L’assessore fa quindi il punto sulle vaccinazioni infantili in Umbria: “Per i bambini nati dal 2012 al 2016, le coperture vaccinali per Esavalente (polio, difterite, tetano, pertosse, epatite b, emofilo) e Trivalente (morbillo, parotite e rosolia) sono tutte sopra la soglia di sicurezza, raccomandata dall’Organizzazione mondiale della sanità. Ancora una volta, la nostra regione si conferma tra quelle con la copertura più ampia e tra le poche in Italia che superano il tetto del 95 per cento proprio per il morbillo”.

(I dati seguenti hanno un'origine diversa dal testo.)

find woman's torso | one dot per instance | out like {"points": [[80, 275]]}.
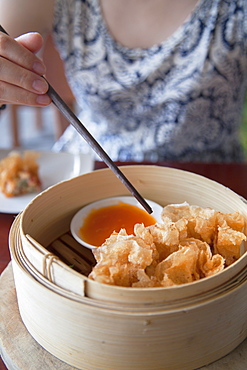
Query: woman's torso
{"points": [[178, 100]]}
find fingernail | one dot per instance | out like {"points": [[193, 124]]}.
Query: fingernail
{"points": [[39, 68], [40, 86], [43, 100]]}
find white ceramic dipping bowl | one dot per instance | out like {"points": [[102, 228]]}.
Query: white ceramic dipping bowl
{"points": [[81, 215]]}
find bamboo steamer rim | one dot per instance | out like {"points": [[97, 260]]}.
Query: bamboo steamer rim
{"points": [[152, 170], [132, 309]]}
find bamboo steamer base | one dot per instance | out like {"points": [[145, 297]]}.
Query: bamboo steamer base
{"points": [[21, 352], [99, 327]]}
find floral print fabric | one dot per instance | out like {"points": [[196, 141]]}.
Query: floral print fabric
{"points": [[180, 100]]}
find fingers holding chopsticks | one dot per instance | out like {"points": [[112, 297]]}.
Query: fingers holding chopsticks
{"points": [[21, 71]]}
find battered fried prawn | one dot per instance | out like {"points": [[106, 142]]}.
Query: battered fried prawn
{"points": [[19, 174], [121, 257], [192, 243]]}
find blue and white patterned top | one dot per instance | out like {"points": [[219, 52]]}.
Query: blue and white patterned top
{"points": [[180, 100]]}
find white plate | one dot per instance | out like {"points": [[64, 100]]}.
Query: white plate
{"points": [[79, 217], [53, 168]]}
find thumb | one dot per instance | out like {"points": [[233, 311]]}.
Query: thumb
{"points": [[32, 41]]}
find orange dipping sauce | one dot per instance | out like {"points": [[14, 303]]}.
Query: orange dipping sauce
{"points": [[100, 223]]}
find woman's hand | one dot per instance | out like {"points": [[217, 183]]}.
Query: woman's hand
{"points": [[21, 71]]}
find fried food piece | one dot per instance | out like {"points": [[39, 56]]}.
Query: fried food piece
{"points": [[228, 243], [19, 174], [192, 243], [120, 257]]}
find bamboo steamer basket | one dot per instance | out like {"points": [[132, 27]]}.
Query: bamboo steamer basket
{"points": [[96, 326]]}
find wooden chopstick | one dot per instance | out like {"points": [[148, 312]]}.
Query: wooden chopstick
{"points": [[74, 121]]}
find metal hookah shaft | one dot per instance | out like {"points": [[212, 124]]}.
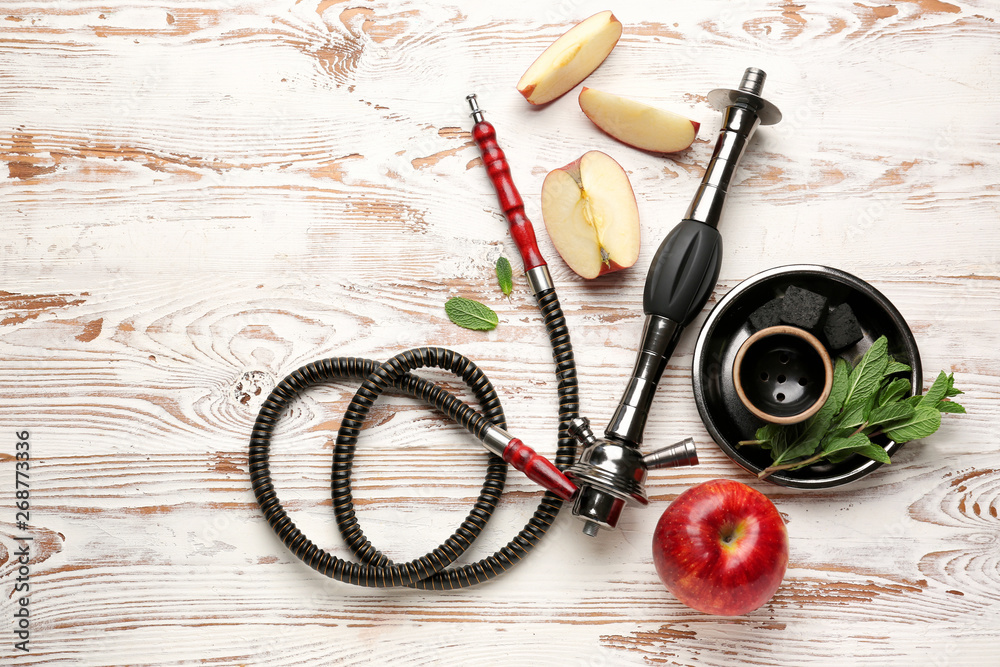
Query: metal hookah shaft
{"points": [[537, 468], [686, 266], [611, 472]]}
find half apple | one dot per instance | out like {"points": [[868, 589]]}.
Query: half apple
{"points": [[637, 124], [591, 215]]}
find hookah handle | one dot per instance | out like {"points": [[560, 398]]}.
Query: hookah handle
{"points": [[510, 200], [538, 469]]}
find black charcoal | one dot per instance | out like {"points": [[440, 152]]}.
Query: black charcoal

“In particolare – spiega Barberini – al 31 dicembre 2018, per i nati nel 2012 la copertura per il Trivalente era al 96,7% e per l’Esavalente al 97,1%. Per la coorte 2013, nel primo caso al 95,5 % e nel secondo al 96%. Per i bambini nati nel 2014, il Trivalente al 96,4% e l’Esavalente al 96,8%. Per quelli del 2015 copertura al 96,4% nel primo caso e al 97,3% nel secondo. Per i nati nel 2016 il dato è in continua evoluzione, poiché l’iter vaccinale avviato nel 2018 sta proseguendo in queste settimane: al 31 dicembre scorso per l’Esavalente la copertura era 95,6% mentre per il Trivalente al 94,6%, ma riteniamo di aver raggiunto e superato il 95% proprio in questi giorni”.

“Queste percentuali – conclude l’assessore – dimostrano che l’estensione dell’obbligo vaccinale e l'opera di sensibilizzazione promossa hanno funzionato. I buoni risultati raggiunti sono frutto di un lavoro congiunto, che ha visto Regione, Usl, operatori dei centri vaccinali e pediatri uniti nella diffusione della cultura dei vaccini. Continua l’impegno dell’assessorato alla Sanità nella promozione delle vaccinazioni infantili, ritenute essenziali per la tutela della salute pubblica e per evitare il ritorno di malattie pericolose debellate in passato. I vaccini sono sicuri, efficaci, utili, rappresentano un’opportunità di salute per tutti e un atto di responsabilità verso i nostri figli”.

Rispetto al numero degli inadempienti, Barberini fa sapere che “in Umbria, per i nati dal 2012 al 2016, sono in media circa un migliaio, ma va evidenziato che di questa categoria fanno parte i bambini che, per motivi di salute, non possono essere vaccinati, sono già immunizzati, non reperibili o trasferiti e solo in maniera residuale, e cioè circa il 15 per cento, quelli i cui genitori rifiutano l’iter vaccinale obbligatorio”.